En sus documentos acostumbran poner: Profesión: S. L. (sus labores); Edad: 25, 30 y 35 años como máxima; Estado civil: “casada” o viuda
(aunque es una eterna solterona, separada o irresponsable que ha abandonado su hogar con nueve hijos, cinco nietos y dos bisnietos debido a su tendencia al desenfreno moral); Objeto de viaje: “visita familiar o por enfermedad” mientras es parar buscar “marido”.
Como es natural ya entre nosotros que tengan que ir al final, las realidades suelen ser a menudo todo lo inesperado: por in documentación, por malos modales, por no controlar bien el tiempo previsto en el visado o por mala suerte; ¡el regreso a la Guinea Ecuatorial de “pocas oportunidades” a veces no permite siquiera poder traer los trapos que se coge en la basura y que aquí causa envidias. Una vez de nuevo en el suelo patrio, se cuentan mentiras y mentiras, se falsifican modales imitando lo in imitable (el tono de voz español, apetencia a la gastronomía metropolitana, los amores descarados, la insolencia, el uso del español en casa con los iletrados parientes, lectura de revistas porno, etc.); todo lo in aceptable e inadecuado a nuestro entorno familiar afroecuatorguineano.

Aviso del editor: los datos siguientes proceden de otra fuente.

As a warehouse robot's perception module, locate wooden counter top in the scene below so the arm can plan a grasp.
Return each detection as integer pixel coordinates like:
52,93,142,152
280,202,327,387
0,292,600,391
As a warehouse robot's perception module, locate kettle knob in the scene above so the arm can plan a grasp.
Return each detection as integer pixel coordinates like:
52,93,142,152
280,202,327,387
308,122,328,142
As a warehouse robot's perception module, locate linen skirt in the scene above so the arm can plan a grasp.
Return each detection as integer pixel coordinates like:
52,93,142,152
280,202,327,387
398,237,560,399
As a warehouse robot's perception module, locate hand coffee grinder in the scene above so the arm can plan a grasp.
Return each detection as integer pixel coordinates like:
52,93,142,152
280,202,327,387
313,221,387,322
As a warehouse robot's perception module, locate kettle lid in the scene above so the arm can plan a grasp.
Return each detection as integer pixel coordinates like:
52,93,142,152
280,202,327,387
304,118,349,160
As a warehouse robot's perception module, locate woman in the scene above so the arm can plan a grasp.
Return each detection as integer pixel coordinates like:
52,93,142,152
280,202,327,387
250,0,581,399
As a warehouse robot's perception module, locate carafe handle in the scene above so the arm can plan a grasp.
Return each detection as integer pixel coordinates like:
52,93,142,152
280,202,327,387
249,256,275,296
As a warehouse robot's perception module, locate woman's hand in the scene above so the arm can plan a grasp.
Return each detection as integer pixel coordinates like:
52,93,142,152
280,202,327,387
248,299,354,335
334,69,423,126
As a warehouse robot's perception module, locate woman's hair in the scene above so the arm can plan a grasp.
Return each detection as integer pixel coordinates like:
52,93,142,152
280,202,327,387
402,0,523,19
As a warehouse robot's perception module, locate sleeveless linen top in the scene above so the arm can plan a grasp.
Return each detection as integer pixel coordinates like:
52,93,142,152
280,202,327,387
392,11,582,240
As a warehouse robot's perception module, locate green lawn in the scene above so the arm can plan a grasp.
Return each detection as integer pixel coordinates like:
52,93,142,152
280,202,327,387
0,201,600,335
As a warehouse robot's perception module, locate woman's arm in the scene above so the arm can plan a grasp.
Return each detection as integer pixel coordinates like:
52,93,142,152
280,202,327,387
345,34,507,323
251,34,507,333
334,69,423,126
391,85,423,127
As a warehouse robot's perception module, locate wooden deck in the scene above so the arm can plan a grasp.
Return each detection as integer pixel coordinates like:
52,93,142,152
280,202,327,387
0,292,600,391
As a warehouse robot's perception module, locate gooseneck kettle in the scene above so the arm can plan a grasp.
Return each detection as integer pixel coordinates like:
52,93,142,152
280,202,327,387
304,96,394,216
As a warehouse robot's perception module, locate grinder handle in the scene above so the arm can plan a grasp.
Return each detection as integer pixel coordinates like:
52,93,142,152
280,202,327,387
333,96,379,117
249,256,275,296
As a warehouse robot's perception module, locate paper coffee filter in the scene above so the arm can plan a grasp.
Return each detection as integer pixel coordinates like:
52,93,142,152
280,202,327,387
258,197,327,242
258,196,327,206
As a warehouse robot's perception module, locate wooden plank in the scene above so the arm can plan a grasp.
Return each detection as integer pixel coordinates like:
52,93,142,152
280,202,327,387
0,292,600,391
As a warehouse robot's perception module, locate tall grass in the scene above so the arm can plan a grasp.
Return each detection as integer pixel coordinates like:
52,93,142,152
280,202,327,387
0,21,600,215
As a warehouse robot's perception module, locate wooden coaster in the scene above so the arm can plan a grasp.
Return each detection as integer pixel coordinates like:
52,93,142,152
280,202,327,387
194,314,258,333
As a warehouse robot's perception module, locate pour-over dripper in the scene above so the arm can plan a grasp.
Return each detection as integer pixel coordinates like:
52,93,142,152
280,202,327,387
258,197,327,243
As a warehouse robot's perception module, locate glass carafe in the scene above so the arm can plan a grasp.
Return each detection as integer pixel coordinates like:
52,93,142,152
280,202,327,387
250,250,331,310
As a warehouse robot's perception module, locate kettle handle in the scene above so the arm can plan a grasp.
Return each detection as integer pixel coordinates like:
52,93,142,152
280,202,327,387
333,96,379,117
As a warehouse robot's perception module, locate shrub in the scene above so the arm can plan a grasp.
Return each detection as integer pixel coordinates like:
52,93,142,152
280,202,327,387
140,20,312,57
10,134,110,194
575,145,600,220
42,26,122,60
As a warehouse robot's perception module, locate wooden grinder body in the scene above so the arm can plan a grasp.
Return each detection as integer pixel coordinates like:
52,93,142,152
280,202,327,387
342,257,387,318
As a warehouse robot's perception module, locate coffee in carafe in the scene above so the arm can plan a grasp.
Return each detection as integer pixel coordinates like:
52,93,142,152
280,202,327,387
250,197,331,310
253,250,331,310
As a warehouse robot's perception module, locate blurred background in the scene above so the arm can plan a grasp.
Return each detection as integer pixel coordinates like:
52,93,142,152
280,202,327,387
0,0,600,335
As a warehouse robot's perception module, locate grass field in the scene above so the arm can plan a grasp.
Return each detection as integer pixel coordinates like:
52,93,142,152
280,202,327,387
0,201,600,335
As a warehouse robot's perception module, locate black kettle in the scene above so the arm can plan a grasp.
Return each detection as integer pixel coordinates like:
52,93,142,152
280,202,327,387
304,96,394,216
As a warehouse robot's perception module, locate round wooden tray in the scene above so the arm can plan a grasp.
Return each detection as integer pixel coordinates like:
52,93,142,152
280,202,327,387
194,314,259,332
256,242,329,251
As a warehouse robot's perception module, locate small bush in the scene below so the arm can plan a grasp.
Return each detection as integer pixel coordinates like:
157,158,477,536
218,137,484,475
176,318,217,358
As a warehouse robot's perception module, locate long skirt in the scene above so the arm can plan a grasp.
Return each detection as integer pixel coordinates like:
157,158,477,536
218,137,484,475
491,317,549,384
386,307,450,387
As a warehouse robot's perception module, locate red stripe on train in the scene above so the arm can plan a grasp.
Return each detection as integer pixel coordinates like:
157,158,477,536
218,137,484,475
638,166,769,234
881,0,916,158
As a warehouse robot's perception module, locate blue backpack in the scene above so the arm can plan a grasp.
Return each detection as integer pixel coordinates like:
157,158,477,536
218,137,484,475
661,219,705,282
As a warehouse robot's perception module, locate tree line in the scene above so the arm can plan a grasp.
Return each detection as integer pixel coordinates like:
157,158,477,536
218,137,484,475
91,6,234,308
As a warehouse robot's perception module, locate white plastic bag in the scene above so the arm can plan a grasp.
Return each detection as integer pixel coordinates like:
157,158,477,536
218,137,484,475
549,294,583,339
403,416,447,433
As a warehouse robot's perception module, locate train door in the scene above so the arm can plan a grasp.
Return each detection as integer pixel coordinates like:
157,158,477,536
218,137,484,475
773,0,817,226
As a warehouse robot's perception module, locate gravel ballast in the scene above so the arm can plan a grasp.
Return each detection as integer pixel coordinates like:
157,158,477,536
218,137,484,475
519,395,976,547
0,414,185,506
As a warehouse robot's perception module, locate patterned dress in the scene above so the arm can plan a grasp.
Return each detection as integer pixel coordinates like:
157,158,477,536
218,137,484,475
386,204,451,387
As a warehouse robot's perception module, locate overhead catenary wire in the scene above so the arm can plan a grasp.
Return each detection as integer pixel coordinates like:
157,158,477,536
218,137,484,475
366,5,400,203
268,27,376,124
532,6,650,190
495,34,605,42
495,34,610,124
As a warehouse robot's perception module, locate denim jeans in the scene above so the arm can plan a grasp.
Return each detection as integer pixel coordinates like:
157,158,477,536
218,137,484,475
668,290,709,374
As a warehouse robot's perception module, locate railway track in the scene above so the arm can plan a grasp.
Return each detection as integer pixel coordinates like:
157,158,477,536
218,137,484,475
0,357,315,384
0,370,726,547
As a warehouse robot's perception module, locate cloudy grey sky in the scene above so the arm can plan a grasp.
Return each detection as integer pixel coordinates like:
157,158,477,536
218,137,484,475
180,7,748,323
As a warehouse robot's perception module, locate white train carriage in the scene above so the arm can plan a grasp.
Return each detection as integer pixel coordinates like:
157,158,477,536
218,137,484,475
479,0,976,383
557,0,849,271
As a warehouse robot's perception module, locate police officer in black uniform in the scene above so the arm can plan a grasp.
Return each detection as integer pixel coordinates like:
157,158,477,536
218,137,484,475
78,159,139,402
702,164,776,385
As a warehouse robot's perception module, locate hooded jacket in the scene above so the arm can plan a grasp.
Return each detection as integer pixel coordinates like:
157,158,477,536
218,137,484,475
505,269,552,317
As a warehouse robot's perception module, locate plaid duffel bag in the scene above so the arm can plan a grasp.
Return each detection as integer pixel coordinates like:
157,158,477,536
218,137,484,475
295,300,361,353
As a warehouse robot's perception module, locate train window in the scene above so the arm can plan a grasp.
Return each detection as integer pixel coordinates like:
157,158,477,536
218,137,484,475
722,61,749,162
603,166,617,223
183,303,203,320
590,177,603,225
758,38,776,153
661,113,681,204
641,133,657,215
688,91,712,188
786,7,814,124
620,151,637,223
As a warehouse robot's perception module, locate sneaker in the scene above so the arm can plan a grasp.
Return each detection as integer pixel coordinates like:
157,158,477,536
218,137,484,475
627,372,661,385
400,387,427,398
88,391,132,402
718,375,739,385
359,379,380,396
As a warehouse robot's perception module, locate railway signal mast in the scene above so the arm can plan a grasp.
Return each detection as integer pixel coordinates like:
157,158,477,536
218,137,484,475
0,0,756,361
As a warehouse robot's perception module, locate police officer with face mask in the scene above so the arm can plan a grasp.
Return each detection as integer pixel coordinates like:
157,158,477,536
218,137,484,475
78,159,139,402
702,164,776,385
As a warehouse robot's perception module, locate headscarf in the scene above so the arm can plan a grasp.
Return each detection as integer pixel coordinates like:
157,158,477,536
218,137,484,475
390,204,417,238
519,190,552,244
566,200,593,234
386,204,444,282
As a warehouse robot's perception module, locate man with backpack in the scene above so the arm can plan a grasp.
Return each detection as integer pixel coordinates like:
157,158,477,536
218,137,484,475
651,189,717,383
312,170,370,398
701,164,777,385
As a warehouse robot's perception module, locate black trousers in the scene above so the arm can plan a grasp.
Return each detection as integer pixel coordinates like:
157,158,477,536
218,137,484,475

Cuando son varones, las cazas se difieren un poco: buscan éxito en el mundo artístico, aventuras, conocer mundo, estudios. Pero todos ellos tienen en común este objetivo: buscar... pareja. Porque, formar pareja mixta o bicolor blanco y negro, o negro y blanco, aun habiendo perdido de moda es hoy día para negros y blancos de ambos sexos una credencial para “enraizarse” en una u otra nación donde se desea cazar fortunas; lo cual se consigue varias veces con falso matrimonio como esos de cuyas parejas que suelen alojarse en los hoteles en diferentes habitaciones o en las de dos camas distintas, aparentando fieles parejas de verdad para el público pero solo socios en privado. Parejas que no menos daños se causan cuando las cosas salen mal o por el incumplimiento de lo acordado en el convenio.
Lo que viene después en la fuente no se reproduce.